Assistimos, ao longo do ano, a episódios como o assassinato de Elton Brum no RS, o fechamento das escolas itinerantes, tentativas de criminalização no Pará e Pernambuco. Como o Judiciário se articulou nesse processo de recrudescimento da criminalização do MST em 2009?

Na verdade, grande parte do Judiciário brasileiro sempre esteve historicamente comprometida com o latifúndio. Sempre foi muito ágil em reprimir as ações dos movimentos sociais, em especial a luta pela terra, ao mesmo tempo em que sempre foi moroso e parcial com os crimes cometidos pelo latifúndio.

É só olharmos para os assassinatos cometidos contra trabalhadores no campo pelos fazendeiros: praticamente quase nada foi julgado. Além disso, mais de 15 mil famílias estão sendo impedidas de ser assentadas simplesmente por conta de ações de juízes que suspenderam as imissões de posse.

Há um elemento novo que é a manifestação pública, por meio de pronunciamentos políticos fora dos autos de membros do Poder Judiciário em defesa explícita do agronegócio e contra os movimentos sociais, em especial contra o MST. A maior expressão dessa novidade é o presidente do STF, Gilmar Mendes. Isso estimula outros juízes a seguirem o mesmo comportamento, bem como legitima a violência contra os movimentos sociais.

Existe uma articulação estreita entre o latifúndio, judiciário e a mídia: um manda, o outro executa e outro publiciza, dá destaque e cria escândalos. As atitudes do presidente do STF Gilmar Mendes são a expressão maior desta relação promíscua, comprometida com o projeto das elites brasileiras, que no campo têm o agronegócio como o modelo a ser seguido e defendido.

Não por acaso Gilmar Mendes tem se pronunciado politicamente contra as ações dos movimentos sociais e em especial o MST. Apesar dos vários crimes cometidos pelo agronegócio, assassinatos, trabalho escravo, lavagem de dinheiro, entre outros, não há um pronunciamento do ministro contra tudo isso. Ao contrário, ele tem se colocado na defesa destes criminosos, como ocorreu com os Habeas Corpus concedidos por ele, ao banqueiro Daniel Dantas.

Ainda nesse contexto de criminalização, o que a criação de uma CPMI sinaliza?

A CPMI representa a disputa de modelo para o campo entre o agronegócio e a pequena agricultura e os movimentos sociais, que são para o latifúndio um empecilho para a consolidação total do agronegócio.

Além de os movimentos sociais fazerem a luta direta pela defesa da Reforma Agrária, a defesa do território, também atuam na denúncia dos crimes cometidos pelo agronegócio e todas suas mazelas, se tornando uma péssima propaganda perante a sociedade e a comunidade internacional.

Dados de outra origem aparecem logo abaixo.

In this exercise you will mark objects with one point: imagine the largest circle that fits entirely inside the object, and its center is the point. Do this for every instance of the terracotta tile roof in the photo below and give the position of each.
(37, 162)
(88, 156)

Os movimentos sociais do campo representam o ultimo obstáculo a ser removido do caminho do agronegócio. Eles têm a maioria no Parlamento, o controle da grande imprensa, sustentação de praticamente todo o Poder Judiciário e apoio do governo federal.

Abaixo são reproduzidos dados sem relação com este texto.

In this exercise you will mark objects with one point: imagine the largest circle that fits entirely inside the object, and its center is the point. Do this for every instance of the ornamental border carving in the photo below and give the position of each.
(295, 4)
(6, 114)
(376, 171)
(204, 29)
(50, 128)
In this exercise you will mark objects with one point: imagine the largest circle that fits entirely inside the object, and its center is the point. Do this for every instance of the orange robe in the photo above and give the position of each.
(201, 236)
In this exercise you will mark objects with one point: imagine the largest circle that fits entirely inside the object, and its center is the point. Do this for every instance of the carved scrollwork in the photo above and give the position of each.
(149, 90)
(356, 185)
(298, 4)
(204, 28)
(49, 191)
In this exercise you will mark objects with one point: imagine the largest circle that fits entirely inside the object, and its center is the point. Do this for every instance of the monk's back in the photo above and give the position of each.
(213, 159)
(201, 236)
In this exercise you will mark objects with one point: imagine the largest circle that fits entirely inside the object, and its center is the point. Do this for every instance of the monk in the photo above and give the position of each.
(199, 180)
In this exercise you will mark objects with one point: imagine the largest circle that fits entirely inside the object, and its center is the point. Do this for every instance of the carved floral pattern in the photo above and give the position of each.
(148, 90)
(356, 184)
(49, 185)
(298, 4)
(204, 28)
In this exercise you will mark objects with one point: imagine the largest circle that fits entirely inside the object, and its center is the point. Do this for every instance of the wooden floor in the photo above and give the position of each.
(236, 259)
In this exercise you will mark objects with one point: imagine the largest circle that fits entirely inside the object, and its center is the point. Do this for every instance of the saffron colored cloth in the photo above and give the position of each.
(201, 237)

Além disso, colocaram todos os recursos para tentar impor uma derrota moral aos seus inimigos. Aprenderam que não é mais possível ter como forma de enfrentamento aos movimentos sociais apenas a repressão física, com assassinatos e cadeias. Perceberam que a sociedade não aceita mais essa prática, que continua existindo. Então, agora, atuam no sentido de desmoralizar os movimentos sociais, tentando impor a imagem de vândalos, corruptos e criminosos a todos aqueles que fazem a luta social.

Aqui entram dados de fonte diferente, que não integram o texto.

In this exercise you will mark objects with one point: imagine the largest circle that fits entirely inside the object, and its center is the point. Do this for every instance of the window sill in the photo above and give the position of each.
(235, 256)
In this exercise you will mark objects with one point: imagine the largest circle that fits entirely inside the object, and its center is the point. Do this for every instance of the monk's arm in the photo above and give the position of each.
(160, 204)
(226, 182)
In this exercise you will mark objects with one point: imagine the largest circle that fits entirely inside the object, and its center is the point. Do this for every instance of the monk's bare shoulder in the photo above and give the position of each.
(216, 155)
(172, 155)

Querem tirar todo o caráter social das reivindicações, ao mesmo tempo em que precisam melhorar a sua imagem diante da sociedade. Criminalizam a Reforma Agrária para se “descriminalizar”, usando a imprensa e o posicionamento público de autoridades. Certamente, não foram as ações realizadas nas áreas griladas da Cutrale e o espetáculo midiático feito em torno dela, tampouco os enfretamentos nas terras do Dantas no Pará, que fizeram ser instalada a CPI.

Eles precisam derrotar a Reforma Agrária e a CPI é parte desse processo de criminalização, que agora articula as várias formas de criminalização, que estão em curso pelo Estado e suas várias ferramentas, em um enfrentamento articulado nacionalmente com toda uma espetacularização na mídia.

Essa CPI não tem legitimidade. Nem no seu conteúdo - que não passa de matéria requentada e que foram objeto de outras CPMIs e órgãos fiscalizadores como TCU e Ministério Público - nem mesmo pelo setor proponente, que tem um histórico de crimes que vão de trabalho escravo até corrupção e envolvimento político com empresas do agronegócio. A sociedade brasileira condenou amplamente esta CPI, foram inúmeras manifestações de apoio recebidas pelo MST dos mais diversos setores da sociedade, seja com realização de atos de apoio, que se realizaram por todo o país, seja pelo reconhecimento de instituições do próprio Estado, que premiaram o MST pela sua atuação na defesa da Reforma Agrária.

Quais as perspectivas e principais desafios a serem enfrentados em 2010 pelo MST e a classe trabalhadora em geral?

Teremos um ano curto para cumprir nossas tarefas. É um ano de eleições nacionais e Copa do Mundo, que envolvem toda a sociedade brasileira.

Precisamos avançar no assentamento das famílias acampadas, fazer uma boa jornada de lutas em março e abril pra manter nossas reivindicações na ordem do dia.

Precisamos avançar no debate sobre as contradições do agronegócio, que em tempos de mudanças climáticas é o principal vilão, que despeja veneno nas mesas dos brasileiros, que tem causado inúmeras violências contra as populações do campo, sem terra, indígenas, quilombolas e ribeirinhos etc.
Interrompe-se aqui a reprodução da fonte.